August 28, 2012
August 28, 2012
There is power in the collaborative context
On a recent sizzling Saturday in early August, more than 325 volunteers representing at least 25 North Portland churches came together in an outstanding display of care for our community for the first ever Compassion North Portland event. Working together on a wide range of teams, (including hospitality, finance, food & refreshment, childcare and social services just to name a few), neighbors shed their denominational identities and graciously took on the roles of servants.
The result? Over 330 free medical, dental, and vision appointments took place in a little over five hours at Roosevelt High School (or at nearby off-site dental clinics). The lines were long, the day was hot, and some were turned away, but in the midst of the chaos, more than just health needs were met. Through smiles, handshakes, and haircuts, the love of Jesus Christ was evident in St. Johns!

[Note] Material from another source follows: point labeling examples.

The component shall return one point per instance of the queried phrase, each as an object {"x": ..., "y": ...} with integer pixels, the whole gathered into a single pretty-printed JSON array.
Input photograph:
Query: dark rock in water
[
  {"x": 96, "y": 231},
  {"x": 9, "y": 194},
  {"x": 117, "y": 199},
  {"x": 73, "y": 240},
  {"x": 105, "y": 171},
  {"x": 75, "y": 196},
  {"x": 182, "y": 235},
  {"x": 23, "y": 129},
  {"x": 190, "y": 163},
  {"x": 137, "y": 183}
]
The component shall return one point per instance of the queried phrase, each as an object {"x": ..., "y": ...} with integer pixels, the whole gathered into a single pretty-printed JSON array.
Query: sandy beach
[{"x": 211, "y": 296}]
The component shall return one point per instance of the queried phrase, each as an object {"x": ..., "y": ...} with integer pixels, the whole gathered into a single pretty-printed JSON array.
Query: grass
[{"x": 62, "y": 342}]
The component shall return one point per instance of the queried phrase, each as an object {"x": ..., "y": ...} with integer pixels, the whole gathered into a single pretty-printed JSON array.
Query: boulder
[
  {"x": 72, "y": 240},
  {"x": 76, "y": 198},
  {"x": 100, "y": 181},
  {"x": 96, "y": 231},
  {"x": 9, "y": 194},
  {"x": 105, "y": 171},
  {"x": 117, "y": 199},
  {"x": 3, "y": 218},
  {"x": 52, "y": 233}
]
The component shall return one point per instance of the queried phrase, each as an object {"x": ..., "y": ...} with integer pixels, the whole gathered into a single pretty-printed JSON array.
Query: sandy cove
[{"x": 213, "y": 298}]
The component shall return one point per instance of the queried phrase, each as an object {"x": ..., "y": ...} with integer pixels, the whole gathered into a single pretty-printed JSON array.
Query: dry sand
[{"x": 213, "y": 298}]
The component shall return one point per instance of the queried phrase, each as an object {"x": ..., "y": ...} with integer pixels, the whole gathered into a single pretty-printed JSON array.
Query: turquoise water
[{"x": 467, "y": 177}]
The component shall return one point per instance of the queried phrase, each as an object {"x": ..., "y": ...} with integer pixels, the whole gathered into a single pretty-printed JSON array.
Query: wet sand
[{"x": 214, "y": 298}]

I spent most of my day in the gym, helping with the social services fair, which was a smashing success thanks to the generosity of many of you who provided toiletries (or cash for toiletries). Thank you!! I actually ended up coordinating a completely different element of the day than I had anticipated, so my interactions with guests were somewhat limited. Despite that, I connected with a few people and had a chance to hear a bit of their stories and struggles. Now, even two weeks later, as I go about my day walking to the grocery store and hanging out at the park with my boys, I find myself keeping an eye out for these new neighbors. Their lives are no longer invisible and their pain, both physical and otherwise, is suddenly on my mind (not in a creepy kind of way, but in an “I should pray for them right now” kind of way).

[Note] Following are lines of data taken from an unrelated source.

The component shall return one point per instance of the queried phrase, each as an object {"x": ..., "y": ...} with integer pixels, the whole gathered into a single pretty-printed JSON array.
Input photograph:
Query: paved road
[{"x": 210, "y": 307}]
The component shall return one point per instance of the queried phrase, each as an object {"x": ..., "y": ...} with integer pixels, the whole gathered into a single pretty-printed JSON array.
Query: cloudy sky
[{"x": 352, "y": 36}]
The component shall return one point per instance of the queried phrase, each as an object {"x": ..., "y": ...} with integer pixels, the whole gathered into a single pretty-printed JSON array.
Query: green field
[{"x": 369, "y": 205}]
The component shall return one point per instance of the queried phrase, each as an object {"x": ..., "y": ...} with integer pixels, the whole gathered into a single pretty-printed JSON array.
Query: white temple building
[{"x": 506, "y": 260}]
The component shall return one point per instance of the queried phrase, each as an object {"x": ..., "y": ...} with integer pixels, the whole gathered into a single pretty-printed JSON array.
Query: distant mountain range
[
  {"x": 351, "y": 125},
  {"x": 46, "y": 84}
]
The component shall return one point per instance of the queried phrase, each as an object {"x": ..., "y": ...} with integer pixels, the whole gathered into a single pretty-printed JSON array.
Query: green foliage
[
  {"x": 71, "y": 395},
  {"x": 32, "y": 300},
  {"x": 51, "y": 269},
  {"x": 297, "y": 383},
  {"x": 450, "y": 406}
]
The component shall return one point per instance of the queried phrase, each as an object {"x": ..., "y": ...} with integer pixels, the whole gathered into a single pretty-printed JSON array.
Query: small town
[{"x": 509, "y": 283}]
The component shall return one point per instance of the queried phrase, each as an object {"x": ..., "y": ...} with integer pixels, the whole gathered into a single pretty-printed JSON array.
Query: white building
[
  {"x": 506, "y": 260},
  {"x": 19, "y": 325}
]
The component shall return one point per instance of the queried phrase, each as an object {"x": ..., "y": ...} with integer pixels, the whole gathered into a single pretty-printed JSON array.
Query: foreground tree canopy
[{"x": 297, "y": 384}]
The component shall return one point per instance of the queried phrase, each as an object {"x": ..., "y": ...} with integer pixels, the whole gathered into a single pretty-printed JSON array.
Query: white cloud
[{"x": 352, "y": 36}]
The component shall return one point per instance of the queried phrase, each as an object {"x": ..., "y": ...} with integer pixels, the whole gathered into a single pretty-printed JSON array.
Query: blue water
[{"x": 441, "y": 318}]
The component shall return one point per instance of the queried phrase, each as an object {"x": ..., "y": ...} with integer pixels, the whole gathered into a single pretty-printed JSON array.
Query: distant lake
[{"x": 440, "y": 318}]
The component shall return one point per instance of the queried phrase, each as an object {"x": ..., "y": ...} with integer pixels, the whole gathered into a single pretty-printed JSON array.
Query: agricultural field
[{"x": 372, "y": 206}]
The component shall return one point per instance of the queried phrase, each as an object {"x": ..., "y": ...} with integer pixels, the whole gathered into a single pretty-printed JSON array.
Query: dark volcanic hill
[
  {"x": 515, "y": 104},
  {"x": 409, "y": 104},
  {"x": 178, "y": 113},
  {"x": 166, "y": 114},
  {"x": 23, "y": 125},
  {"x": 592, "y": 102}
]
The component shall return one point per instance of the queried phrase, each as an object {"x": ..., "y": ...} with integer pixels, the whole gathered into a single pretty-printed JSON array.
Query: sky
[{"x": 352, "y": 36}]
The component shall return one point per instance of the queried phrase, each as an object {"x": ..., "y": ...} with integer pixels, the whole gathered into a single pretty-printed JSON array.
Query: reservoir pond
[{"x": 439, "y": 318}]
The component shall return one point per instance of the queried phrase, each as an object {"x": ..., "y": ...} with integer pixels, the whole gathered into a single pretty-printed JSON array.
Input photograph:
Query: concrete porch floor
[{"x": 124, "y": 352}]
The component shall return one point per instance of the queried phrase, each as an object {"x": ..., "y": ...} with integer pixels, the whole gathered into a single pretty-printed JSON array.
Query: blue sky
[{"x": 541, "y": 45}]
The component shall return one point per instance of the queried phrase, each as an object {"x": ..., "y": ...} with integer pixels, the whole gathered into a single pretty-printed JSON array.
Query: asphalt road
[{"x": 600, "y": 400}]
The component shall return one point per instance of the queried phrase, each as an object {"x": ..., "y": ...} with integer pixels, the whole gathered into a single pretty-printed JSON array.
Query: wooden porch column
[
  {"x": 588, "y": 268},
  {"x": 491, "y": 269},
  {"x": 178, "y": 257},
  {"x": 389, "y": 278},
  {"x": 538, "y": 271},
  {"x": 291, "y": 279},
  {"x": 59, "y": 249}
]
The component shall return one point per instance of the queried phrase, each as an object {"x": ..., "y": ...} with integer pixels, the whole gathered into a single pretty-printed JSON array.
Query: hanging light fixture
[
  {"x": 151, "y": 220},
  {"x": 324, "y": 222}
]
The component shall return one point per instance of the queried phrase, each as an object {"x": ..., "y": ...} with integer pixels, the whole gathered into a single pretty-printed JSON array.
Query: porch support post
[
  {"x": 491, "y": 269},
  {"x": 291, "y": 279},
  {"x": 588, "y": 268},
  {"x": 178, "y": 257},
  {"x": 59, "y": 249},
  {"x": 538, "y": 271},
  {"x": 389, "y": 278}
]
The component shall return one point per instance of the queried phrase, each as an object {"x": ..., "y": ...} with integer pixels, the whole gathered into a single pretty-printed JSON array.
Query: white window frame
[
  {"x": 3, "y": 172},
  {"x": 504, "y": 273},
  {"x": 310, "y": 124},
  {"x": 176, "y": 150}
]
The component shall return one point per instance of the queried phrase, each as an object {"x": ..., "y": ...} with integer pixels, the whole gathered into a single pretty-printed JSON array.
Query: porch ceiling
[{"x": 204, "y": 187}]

Pastor Andy recently spoke on how tough it is for us to put other’s interests above our own. The truth is, Compassion North Portland provided more than health & dental screenings; it gave Christ-followers in St. Johns the opportunity to selflessly serve together, being one in spirit and of one mind. Philippians 2 sums it up quite nicely, “Therefore if you have any encouragement from being united with Christ, if any comfort from his love, if any common sharing in the Spirit, if any tenderness and compassion, 2 then make my joy complete by being like-minded, having the same love, being one in spirit and of one mind. 3 Do nothing out of selfish ambition or vain conceit. Rather, in humility value others above yourselves, 4 not looking to your own interests but each of you to the interests of the others.” That was Compassion North Portland and it is my prayer that that spirit of humility continues to grow in myself and in our church!
What I find even more encouraging is that Compassion North Portland was just one in a series of about a dozen Compassion clinics to be held in the Portland/Vancouver metro region this year! In pockets all around the city, churches and congregations are coming together, sacrificing their time and talent to be used by the Spirit. How cool is that? Some of you may have seen an excerpt from a book called Sacraments of Place by David Fitch. A while back, Pastor Andy showed a video clip of the author talking about how ideology (i.e. doctrines or beliefs) bogs down churches and that the remedy is to “go local”. Fitch writes,
In going local, we inherently refuse to organize around what we are against and instead intentionally gather to participate in God’s mission in our neighborhoods, our streets, among the people that we live our daily lives with. Here we gather not around ideas extracted from actual practice in life that we then turn into ideological banners, but around participation in the bounteous new life God has given us in Jesus Christ and his mission. We participate in his reign, the kingdom, by actually practicing the reconciliation, new creation, justice, and righteousness God is doing and made possible in Jesus Christ. Here we become a people of the gospel again.
In time, we may or may not learn of stories of connections made, of bodies healed, or spirits refreshed because of the day’s efforts, but for now, it is enough to know that we were participants in living out the Gospel, in our own little way, in our own little place, here in St. Johns.